Hoi, Typically I am happy with hacks but this is an exception. The terminology used in the categories are not optimal. The use of plural, the use of latin names for organisms.. It is better for people to add new tags because otherwise they think "it has to be like that". Thank, GerardM
On 29 October 2010 14:51, Magnus Manske magnusmanske@googlemail.com wrote:
On Fri, Oct 29, 2010 at 1:36 PM, Bryan Tong Minh bryan.tongminh@gmail.com wrote:
On Fri, Oct 29, 2010 at 2:25 PM, Krinkle krinklemail@gmail.com wrote:
For one, tags would not be hierarchical and not stored under a name, rather a number (an id if you will).
I would store the tag-i18n definitions in a separate Tag: namespace. Then you don't need to create the history tracking etc. all by yourself. You will need a unique identifier though, but I don't see a problem making the unique identifier equal to the content language.
First, my using the category system is a "hack" that works right now, and could be converted into a more mature solution at a later date.

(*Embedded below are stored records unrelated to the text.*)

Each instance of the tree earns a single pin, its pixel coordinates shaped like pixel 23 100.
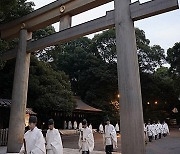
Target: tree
pixel 13 9
pixel 48 89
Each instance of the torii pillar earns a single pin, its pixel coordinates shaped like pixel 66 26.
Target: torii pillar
pixel 131 112
pixel 19 95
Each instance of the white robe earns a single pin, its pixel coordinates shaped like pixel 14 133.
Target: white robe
pixel 149 130
pixel 80 126
pixel 117 127
pixel 154 129
pixel 35 142
pixel 90 126
pixel 165 128
pixel 54 142
pixel 86 140
pixel 65 124
pixel 110 135
pixel 75 125
pixel 101 128
pixel 69 125
pixel 159 128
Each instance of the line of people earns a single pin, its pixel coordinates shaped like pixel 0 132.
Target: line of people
pixel 35 143
pixel 156 130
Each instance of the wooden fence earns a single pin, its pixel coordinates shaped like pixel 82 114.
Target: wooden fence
pixel 3 137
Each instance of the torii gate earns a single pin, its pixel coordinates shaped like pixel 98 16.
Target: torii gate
pixel 122 18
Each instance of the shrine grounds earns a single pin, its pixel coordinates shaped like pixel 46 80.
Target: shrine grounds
pixel 167 145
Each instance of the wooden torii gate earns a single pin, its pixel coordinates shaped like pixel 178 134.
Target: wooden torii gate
pixel 122 18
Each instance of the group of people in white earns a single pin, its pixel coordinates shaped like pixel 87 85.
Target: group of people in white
pixel 74 125
pixel 156 130
pixel 35 143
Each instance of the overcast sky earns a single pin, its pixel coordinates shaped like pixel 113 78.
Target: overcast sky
pixel 163 29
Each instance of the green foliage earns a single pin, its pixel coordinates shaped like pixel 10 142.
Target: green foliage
pixel 13 9
pixel 174 59
pixel 48 89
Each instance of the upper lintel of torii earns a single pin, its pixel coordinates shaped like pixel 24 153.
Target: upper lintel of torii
pixel 138 11
pixel 52 13
pixel 48 15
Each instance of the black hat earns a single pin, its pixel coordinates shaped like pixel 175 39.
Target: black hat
pixel 84 122
pixel 51 122
pixel 33 119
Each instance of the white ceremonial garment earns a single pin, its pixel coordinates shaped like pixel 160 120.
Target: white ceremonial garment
pixel 80 126
pixel 165 128
pixel 101 128
pixel 75 125
pixel 117 127
pixel 86 140
pixel 35 142
pixel 153 129
pixel 110 135
pixel 54 142
pixel 65 124
pixel 69 125
pixel 149 130
pixel 90 126
pixel 158 126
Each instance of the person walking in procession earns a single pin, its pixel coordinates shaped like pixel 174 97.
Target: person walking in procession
pixel 53 140
pixel 110 137
pixel 101 129
pixel 117 128
pixel 149 131
pixel 34 142
pixel 165 129
pixel 86 139
pixel 159 129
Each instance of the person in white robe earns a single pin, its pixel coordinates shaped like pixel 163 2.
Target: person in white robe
pixel 65 124
pixel 90 126
pixel 145 134
pixel 154 130
pixel 53 140
pixel 101 129
pixel 80 125
pixel 34 142
pixel 149 131
pixel 117 128
pixel 75 125
pixel 69 125
pixel 165 129
pixel 159 129
pixel 86 139
pixel 110 138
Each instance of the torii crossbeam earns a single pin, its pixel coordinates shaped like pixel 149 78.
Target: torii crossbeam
pixel 122 18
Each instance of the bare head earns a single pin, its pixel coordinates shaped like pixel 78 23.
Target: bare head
pixel 108 121
pixel 32 122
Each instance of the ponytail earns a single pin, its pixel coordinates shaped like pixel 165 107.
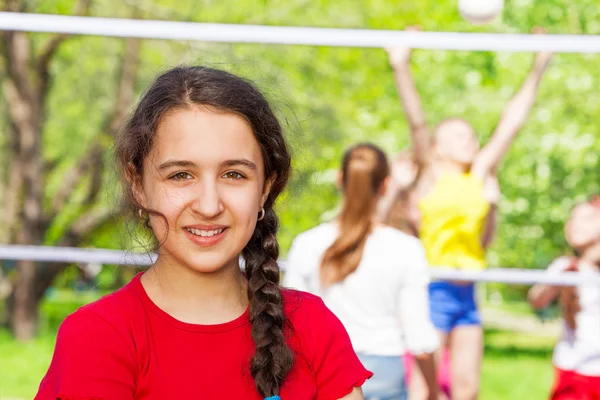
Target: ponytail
pixel 364 169
pixel 273 358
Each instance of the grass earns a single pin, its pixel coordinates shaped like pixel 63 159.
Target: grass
pixel 516 365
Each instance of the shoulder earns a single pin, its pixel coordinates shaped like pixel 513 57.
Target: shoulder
pixel 298 304
pixel 561 264
pixel 399 241
pixel 110 316
pixel 303 310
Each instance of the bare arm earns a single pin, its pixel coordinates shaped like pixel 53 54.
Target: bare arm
pixel 492 194
pixel 403 175
pixel 356 394
pixel 489 231
pixel 399 58
pixel 512 120
pixel 540 295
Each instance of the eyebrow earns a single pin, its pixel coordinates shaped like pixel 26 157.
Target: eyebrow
pixel 186 163
pixel 175 163
pixel 240 161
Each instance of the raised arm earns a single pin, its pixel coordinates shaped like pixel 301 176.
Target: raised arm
pixel 512 120
pixel 492 194
pixel 399 58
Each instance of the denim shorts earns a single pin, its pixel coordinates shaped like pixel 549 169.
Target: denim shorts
pixel 388 381
pixel 452 305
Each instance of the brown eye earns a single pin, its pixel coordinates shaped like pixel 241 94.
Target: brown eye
pixel 181 176
pixel 233 175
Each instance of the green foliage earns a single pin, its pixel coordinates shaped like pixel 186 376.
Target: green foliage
pixel 334 97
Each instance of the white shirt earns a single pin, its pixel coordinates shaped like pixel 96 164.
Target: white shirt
pixel 384 303
pixel 579 350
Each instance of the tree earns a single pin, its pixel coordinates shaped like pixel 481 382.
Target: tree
pixel 26 215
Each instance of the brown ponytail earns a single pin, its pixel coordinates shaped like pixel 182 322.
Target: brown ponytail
pixel 364 169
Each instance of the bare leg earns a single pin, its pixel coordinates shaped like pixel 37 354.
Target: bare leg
pixel 466 353
pixel 417 389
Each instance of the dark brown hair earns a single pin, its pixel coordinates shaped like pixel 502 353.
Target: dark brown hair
pixel 186 87
pixel 364 169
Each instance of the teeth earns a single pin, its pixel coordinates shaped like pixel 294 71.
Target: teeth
pixel 199 232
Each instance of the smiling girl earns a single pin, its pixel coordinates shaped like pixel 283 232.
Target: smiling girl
pixel 203 159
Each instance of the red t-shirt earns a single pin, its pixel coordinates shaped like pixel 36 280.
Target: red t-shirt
pixel 123 347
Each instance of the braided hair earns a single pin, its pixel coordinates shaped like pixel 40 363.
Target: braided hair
pixel 184 87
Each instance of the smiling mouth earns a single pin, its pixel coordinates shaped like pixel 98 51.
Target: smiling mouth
pixel 205 233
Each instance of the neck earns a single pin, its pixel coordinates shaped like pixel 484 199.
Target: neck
pixel 197 297
pixel 591 254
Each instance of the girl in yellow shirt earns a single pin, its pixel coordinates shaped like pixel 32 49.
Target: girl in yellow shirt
pixel 453 191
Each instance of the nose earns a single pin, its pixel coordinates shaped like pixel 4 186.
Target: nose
pixel 207 201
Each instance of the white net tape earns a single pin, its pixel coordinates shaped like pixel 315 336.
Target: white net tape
pixel 103 256
pixel 232 33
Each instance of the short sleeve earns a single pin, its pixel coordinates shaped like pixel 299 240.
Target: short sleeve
pixel 334 363
pixel 419 333
pixel 91 361
pixel 293 276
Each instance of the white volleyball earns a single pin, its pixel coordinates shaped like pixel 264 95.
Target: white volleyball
pixel 480 12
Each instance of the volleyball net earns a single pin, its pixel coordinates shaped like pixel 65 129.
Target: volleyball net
pixel 232 33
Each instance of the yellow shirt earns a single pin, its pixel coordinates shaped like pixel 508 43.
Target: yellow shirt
pixel 452 220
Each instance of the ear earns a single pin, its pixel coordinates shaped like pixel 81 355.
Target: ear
pixel 134 179
pixel 384 185
pixel 267 188
pixel 339 180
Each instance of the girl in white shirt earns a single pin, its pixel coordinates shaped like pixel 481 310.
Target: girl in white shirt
pixel 577 354
pixel 373 277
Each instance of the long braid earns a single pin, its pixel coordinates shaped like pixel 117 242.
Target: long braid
pixel 273 358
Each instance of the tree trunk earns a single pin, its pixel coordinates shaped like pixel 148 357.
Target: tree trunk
pixel 22 307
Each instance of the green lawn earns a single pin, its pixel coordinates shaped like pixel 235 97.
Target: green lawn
pixel 516 365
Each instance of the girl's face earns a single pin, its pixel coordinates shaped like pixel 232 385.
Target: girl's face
pixel 456 141
pixel 583 227
pixel 205 174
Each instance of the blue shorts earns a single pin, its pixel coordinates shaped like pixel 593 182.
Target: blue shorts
pixel 452 305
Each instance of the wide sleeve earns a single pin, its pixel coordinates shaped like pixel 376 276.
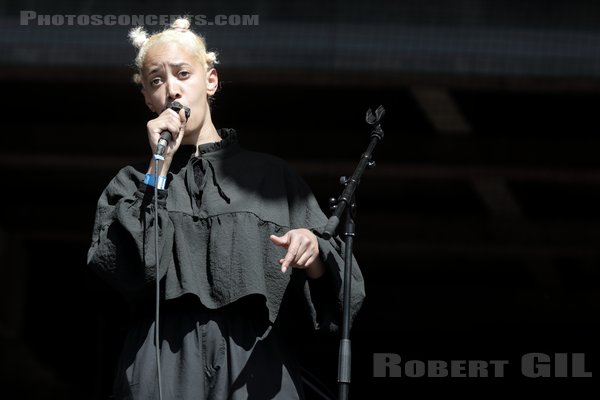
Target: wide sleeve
pixel 324 296
pixel 122 251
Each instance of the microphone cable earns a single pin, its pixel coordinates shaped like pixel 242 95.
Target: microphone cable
pixel 157 305
pixel 175 106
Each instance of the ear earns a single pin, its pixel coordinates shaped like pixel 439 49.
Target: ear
pixel 212 82
pixel 147 100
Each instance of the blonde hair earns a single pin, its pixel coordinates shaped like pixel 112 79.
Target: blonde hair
pixel 179 32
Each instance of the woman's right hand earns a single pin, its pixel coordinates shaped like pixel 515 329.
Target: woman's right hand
pixel 171 121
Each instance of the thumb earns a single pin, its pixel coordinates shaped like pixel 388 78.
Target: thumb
pixel 282 241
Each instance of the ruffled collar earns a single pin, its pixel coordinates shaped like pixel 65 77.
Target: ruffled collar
pixel 229 140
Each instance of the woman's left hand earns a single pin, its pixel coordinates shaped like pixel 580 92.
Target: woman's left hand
pixel 302 251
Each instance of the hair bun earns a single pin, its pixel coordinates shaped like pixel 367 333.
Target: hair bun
pixel 182 24
pixel 138 36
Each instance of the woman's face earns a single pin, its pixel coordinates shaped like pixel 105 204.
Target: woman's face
pixel 171 72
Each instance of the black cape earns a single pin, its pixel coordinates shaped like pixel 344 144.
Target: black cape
pixel 215 217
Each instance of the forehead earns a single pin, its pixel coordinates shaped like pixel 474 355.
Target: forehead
pixel 168 53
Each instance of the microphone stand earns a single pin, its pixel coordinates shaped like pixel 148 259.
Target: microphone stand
pixel 346 204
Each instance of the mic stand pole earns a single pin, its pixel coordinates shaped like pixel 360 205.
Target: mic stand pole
pixel 347 203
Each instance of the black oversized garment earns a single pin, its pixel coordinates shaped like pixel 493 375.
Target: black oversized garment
pixel 215 217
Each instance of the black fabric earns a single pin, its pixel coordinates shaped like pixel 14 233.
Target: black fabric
pixel 215 217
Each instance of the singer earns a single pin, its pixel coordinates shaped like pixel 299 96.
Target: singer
pixel 244 276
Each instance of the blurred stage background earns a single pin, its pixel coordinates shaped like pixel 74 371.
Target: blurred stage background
pixel 478 232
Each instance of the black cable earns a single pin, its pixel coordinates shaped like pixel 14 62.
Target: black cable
pixel 156 317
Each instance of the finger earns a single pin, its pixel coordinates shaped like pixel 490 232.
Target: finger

As to "tracking", IMHO it would suffice to just add [[Tag:XYZ]] to the pages; that's rather inelegant from a database POV, but as Bryan points out, it would take care of version tracking etc. All one would need to do is to remove them from the rendering and display them separately, like categories.
Multilanguage tags, as well as synonyms, could simply be implemented as #REDIRECTs, maybe. [[Tag:Blume]] would redirect to [[Tag:Flower]], so a search for "Blume" would know about "Flower" easily. However, the system would then have to search for both Blume and Flower internally. Also, that could be a problem with "false friends" (en:Gift=present vs. de:Gift=poison).
Another approach might be to duplicate the "hidden category" mechanism and impose a special meaning there, e.g. no tags are shown on such a category page (no tagging of tags), and these categories would then be shown as tags on e.g. image pages.